La Caisse investit dans une entreprise de crypto controversée

L’investissement de 400 millions est mené par WestCap, la société de capital de croissance de l’ancien chef des finances d’Airbnb Laurence Tosi, en partenariat avec la Caisse de dépôt et placement du Québec.
Photo: Jacques Nadeau Le Devoir L’investissement de 400 millions est mené par WestCap, la société de capital de croissance de l’ancien chef des finances d’Airbnb Laurence Tosi, en partenariat avec la Caisse de dépôt et placement du Québec.

La Caisse de dépôt et placement du Québec (CDPQ) vient de participer à un investissement de 400 millions de dollars américains dans Celsius Network, une plateforme d’intérêts et de prêts sur cryptomonnaies dans la ligne de mire des autorités de marché aux États-Unis.

L’investissement mené par WestCap, la société de capital de croissance de l’ancien chef des finances d’Airbnb Laurence Tosi, en partenariat avec la Caisse, établit une valeur totale de trois milliards de dollars américains à la fintech fondée en 2017.

« La technologie des chaînes de blocs présente un potentiel perturbateur pour plusieurs secteurs de l’économie traditionnelle, commente Alexandre Synnett, premier vice-président et chef des technologies à la CDPQ, dans un communiqué.
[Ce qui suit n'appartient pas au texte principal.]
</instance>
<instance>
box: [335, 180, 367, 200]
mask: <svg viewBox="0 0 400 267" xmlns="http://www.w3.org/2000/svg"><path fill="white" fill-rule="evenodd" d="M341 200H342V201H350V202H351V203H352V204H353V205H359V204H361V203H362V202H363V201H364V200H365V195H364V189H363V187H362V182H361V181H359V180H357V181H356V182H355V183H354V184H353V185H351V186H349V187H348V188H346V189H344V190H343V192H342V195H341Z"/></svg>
À mesure que le taux d’adoption des actifs numériques augmentera, nous avons l’intention de saisir les bonnes occasions d’investissement, tout en travaillant avec nos partenaires pour réglementer l’industrie. »

La transaction survient un mois après que Celsius s’est retrouvée dans la ligne de mire des autorités de marché du Texas et du New Jersey. Elles allèguent que le versement d’intérêts sous forme de la cryptomonnaie émise par Celsius, le CEL, constitue une offre de valeur mobilière non enregistrée. L’entreprise conteste cette interprétation.

850 millions
C’est le montant en dollars américains qui correspond à la valeur des intérêts versés à l’entreprise depuis trois ans.

Celsius Network se spécialise dans les dépôts et les prêts de cryptomonnaies, comme le Bitcoin ou l’Ethereum. Plus d’un million de clients sont inscrits sur sa plateforme, selon la fintech, qui dit avoir un actif total de 25 milliards de dollars américains.

Une partie de son modèle d’entreprise repose sur son compte de cryptomonnaies offert aux particuliers, mais elle offre aussi d’emprunter en utilisant des cryptomonnaies comme actif collatéral.

L’entreprise prête les cryptomonnaies déposées aux investisseurs institutionnels. Elle affirme que 80 % des sommes tirées de cette activité sont remises aux déposants sous forme d’intérêts. Les 20 % restants servent à financer son développement. Depuis trois ans, elle affirme que la valeur des intérêts versés équivaut à 850 millions de dollars américains.

Les comptes versant des intérêts sur les dépôts de cryptomonnaies ont gagné en popularité auprès des adeptes de cette technologie dans un contexte où les taux d’intérêt sur obligations et les produits bancaires traditionnels sont à un creux historique. Les taux d’intérêt de certains produits de Celsius Network peuvent s’élever jusqu’à 17 %.

Les 400 millions de dollars américains investis par la Caisse et son partenaire permettront à la fintech d’embaucher de nouveaux employés et de développer de nouveaux produits. Alex Mashinsky, chef de la direction de Celsius, juge cependant que cet investissement permettrait d’abord et avant tout de rassurer les régulateurs et de renforcer la crédibilité de son service. « Ce n’est pas le 400 millions de dollars américains [qui est important], répond-il à un journaliste du Financial Times. C’est la crédibilité qui vient avec les gens qui signent le chèque. »

17%
C’est le pourcentage auquel peut s’élever le taux d’intérêt de certains produits de Celsius Network.

La Caisse et WestCap ont toutes deux exprimé leur confiance envers l’entreprise et ont assuré que la fintech collaborait avec les organismes réglementaires. « Celsius est le principal prêteur de cryptomonnaies au monde et possède une équipe de direction solide qui place la transparence et la protection de la clientèle au cœur de ses activités », dit M. Synnett.